Reporters sans frontières, plus de 500 radios communautaires du Sahel et des confrères des pays frontaliers ont planché le 24 septembre dernier sur la nécessité de la protection du droit à l’information de proximité. Pour cela, un appel de soutien a été officiellement lancé en ce sens lors d’une conférence de presse dans la capitale malienne.
Signé par 547 radios communautaires, l’appel de Bamako vise à renforcer la sécurité physique et économique de ces médias de proximité qui jouent un rôle crucial dans l’information et la sensibilisation de la population. De nombreux crimes perpétrés sur des journalistes ou des kidnappings par des bandes armées en l’espace d’une année illustrent encore une fois le contexte sécuritaire dégradé dans lequel ces soldats de l’information travaillent dans cette zone du Sahel.
RSF qui a déjà alerté sur cette situation est revenu sur la nécessité de sévir face à l’impunité des crimes commis. L’organisation, à travers ces cinq recommandations phares, invite à l’ouverture systématique d’enquêtes.
Pour le directeur du Bureau Afrique subsaharienne, même si la prérogative d’ouvrir des enquêtes appartient aux autorités nationales, l’appel de Bamako veut sensibiliser ces autorités à lutter contre l’impunité des crimes commis visant les journalistes des radios communautaires. Pour lui, ces assassinats ne peuvent rester impunis.

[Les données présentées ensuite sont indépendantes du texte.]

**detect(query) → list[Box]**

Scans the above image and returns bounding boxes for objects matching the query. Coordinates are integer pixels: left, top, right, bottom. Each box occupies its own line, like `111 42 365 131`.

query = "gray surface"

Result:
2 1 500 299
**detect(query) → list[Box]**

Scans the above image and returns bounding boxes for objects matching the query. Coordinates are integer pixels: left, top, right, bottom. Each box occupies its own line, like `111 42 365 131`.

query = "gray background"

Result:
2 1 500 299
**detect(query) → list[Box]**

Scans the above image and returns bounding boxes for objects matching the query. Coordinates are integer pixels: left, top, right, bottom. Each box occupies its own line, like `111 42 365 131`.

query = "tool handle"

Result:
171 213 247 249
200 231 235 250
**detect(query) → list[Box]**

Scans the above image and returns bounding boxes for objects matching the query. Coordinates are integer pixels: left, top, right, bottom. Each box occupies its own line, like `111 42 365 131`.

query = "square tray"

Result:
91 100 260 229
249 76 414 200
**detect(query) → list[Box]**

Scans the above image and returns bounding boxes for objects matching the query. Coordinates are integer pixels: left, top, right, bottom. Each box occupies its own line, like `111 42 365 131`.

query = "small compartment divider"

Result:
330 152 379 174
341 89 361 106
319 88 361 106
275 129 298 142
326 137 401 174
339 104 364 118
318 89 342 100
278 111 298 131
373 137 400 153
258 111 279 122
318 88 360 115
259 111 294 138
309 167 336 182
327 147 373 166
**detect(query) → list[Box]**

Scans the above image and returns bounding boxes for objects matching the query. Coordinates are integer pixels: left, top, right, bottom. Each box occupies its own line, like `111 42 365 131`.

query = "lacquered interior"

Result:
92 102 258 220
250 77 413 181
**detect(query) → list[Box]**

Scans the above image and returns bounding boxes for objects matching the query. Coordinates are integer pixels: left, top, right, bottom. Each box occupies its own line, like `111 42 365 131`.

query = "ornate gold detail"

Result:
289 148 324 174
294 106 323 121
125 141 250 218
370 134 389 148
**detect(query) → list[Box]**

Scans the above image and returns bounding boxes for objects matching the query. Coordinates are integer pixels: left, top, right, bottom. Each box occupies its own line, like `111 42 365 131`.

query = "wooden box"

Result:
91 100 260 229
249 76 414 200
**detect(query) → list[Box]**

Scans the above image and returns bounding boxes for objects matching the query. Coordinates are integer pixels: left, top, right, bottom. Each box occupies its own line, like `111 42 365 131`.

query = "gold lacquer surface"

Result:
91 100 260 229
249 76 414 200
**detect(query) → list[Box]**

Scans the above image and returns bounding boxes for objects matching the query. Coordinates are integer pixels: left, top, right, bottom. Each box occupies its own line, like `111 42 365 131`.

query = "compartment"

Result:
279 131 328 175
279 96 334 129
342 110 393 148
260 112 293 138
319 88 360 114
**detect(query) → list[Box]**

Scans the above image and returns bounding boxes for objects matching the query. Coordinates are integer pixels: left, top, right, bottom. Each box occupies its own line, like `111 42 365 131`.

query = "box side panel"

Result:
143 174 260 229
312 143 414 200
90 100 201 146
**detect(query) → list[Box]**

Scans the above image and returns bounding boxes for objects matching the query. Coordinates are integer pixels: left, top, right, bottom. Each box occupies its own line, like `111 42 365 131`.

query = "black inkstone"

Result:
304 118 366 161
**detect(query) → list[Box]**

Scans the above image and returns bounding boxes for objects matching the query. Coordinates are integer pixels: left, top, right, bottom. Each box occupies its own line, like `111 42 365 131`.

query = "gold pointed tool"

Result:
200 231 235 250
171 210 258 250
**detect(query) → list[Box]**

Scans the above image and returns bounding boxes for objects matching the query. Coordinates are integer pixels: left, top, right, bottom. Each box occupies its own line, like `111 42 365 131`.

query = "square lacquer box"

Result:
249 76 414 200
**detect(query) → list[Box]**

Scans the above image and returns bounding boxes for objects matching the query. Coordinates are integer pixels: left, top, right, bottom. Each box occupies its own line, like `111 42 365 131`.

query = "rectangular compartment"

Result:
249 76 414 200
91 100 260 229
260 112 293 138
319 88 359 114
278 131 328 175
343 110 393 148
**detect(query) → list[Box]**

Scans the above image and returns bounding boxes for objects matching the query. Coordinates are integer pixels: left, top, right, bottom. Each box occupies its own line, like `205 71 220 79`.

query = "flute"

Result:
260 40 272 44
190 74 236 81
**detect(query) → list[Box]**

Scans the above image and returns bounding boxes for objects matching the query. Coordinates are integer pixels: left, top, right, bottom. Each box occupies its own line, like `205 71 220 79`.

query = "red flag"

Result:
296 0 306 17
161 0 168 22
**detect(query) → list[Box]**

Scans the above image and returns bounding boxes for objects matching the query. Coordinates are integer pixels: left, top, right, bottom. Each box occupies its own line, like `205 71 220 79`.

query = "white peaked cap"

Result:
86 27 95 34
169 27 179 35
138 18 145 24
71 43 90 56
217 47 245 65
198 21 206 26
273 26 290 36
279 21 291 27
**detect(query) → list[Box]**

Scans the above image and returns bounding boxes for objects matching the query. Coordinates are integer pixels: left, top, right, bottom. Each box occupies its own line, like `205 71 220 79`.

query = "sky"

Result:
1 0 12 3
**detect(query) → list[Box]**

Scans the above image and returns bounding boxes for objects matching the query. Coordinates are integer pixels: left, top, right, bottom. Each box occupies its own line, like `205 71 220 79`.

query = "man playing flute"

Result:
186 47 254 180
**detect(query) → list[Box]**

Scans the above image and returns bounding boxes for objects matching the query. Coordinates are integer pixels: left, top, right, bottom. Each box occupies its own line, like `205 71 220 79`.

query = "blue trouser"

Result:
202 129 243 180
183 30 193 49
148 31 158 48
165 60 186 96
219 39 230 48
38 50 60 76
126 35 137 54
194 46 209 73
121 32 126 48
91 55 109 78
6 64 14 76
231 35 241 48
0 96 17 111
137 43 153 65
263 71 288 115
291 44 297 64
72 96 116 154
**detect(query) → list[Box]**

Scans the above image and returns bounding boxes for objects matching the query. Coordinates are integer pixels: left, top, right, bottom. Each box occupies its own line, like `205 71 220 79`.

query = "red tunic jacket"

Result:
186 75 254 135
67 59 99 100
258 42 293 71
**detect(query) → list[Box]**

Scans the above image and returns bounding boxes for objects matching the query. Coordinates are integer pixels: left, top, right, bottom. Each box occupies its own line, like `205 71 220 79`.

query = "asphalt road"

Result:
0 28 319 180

Selon Sadibou Marong, des informations recueillies et vérifiées par RSF indiquent qu’il y a quatre journalistes des radios communautaires du Sahel qui sont actuellement portés disparus depuis septembre 2020. Il s’agit de Hamadoun Nialibouly de la radio Dande Douentza (“La Voix de Douentza”) basée au centre du Mali (porté disparu depuis septembre 2020), de Moussa M’bana Dicko de Dande Haire (“La Voix de Haïré”), au nord de Mopté, enlevé en avril 2021, de Saleck Ag Jiddou et Moustapha Koné de Radio Coton d’Ansongo enlevés lors d’une attaque le 7 novembre 2023.
Il précise que ces journalistes sont tous des Maliens et qu’ils travaillaient pour des radios communautaires. En outre quatre autres journalistes sont enlevés entre juin et juillet au Burkina Faso. Il s’agit de Atiana Serge Oulon, Alain Traoré, Adama Bayala et Kalifara Séré.
Pour les journalistes de radios communautaires enlevés, Reporters sans frontières assure avoir demandé aux autorités maliennes de prendre les dispositions nécessaires pour ouvrir des enquêtes et prendre des mesures pour les faire libérer.
Le directeur du Bureau Afrique subsaharienne estime que leurs familles ont le droit de connaître leur sort, de même que leurs collègues et amis.
« Nous insistons pour que tous les crimes commis contre les journalistes ne restent pas impunis », dit-t-il.
Créés dans les années 1990, ces médias de proximité ont participé au dynamisme de la liberté de presse. Cependant, ils paient un lourd tribut dans la région en proie à l’instabilité provoquée par les bandes armées et à l’incapacité des forces politiques nationales à leur garantir une protection, pour Anne Bocandé, directrice éditoriale de RSF.
Leurs cibles sont communément les habitants d’une localité donnée, dans les langues et formats adaptés au contexte. Ce qui démontre leur rôle essentiel.
Toutefois, beaucoup de médias internationaux ont fait l’objet de fermeture ou de restrictions dans la liberté d’informer.
RSF reconnait que la situation dans la bande sahélienne ne s’est pas améliorée. Le dernier Classement mondial de la liberté de la presse l’a également bien confirmé, explique Sadibou Marong. Il donne l’exemple du Burkina Faso qui a perdu 28 places (86e cette année contre 58e en 2023). Le Niger connaît également une chute importante. Il occupe actuellement la 19e place (de la 61e à la 80e place) et le Mali qui stagne à la 114e position.
Malgré cette situation difficile, l’organisation doit continuer sa mobilisation à chaque fois que la liberté d’informer est menacée. M. Marong estime que c’est possible. C’est pourquoi RSF lance un appel envers les autorités nationales, régionales et internationales pour garantir la protection de ces médias de proximité.
Dans la même lancée, la diffusion d’une campagne de communication appelant à la protection du journalisme local en six langues a été faite : en français, wolof, Moore, haoussa, bambara et fulfulde, a fait savoir RSF.
En revanche, M. Marong juge opportun de miser sur la formation des équipes des radios communautaires à la sécurité physique et au journalisme sensible aux conflits.